Estoy convencido de que tenemos que empezar por empoderar al ciudadano para denunciar con líneas telefónicas, redes sociales, mecanismos presenciales, etc., para que los corruptos sepan que toda la sociedad los está mirando. Claro está, con instrumentos de verificación idóneos sobre la credibilidad de la denuncia. Esas denuncias se deben analizar en cooperación con los organismos de control para detectar y hacer uso de herramientas digitales como el Big Data, para infiltrar, denunciar y juzgar de manera rápida a los corruptos. De hecho, estoy comprometido con presentar una “ley de extinción de dominio exprés” para que la justicia pueda quitarles de manera acelerada todo el patrimonio mal habido a los corruptos. La lucha contra la corrupción también requiere que no se apliquen beneficios de casa por cárcel o reducción de penas a los corruptos, y que empresa que corrompa un funcionario, ni la empresa, ni sus dueños, ni sus gestores puedan volver a contratar con el Estado.

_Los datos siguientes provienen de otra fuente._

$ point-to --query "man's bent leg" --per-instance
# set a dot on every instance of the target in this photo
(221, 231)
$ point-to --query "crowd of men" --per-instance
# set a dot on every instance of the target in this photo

Es vital que pongamos fin a los abusos de la contratación directa. Que desmantelemos carteles de únicos proponentes. Que desenmascaremos muchos abusos que se están presentando en el manejo de los Planes de Ordenamiento Territorial. Y que, de una vez por todas, avancemos en el desmonte de la mermelada en el presupuesto mediante transparencia en la deliberación pública, con un presupuesto sin partidas globales. En cuanto a la política es necesario que las listas cerradas operen para todos los partidos, que las campañas sean financiadas por el Estado con el mismo monto para todos los partidos, que se limiten los periodos en los cuerpos colegiados de elección popular, y que se establezcan requisitos para ser elegido congresista. También soy un convencido de que debemos recuperar la formación en valores dentro de nuestro sistema educativo. Quiero promover el retorno de las clases de cívica y urbanidad para que, como complemento al hogar, formemos en ética a nuestros ciudadanos.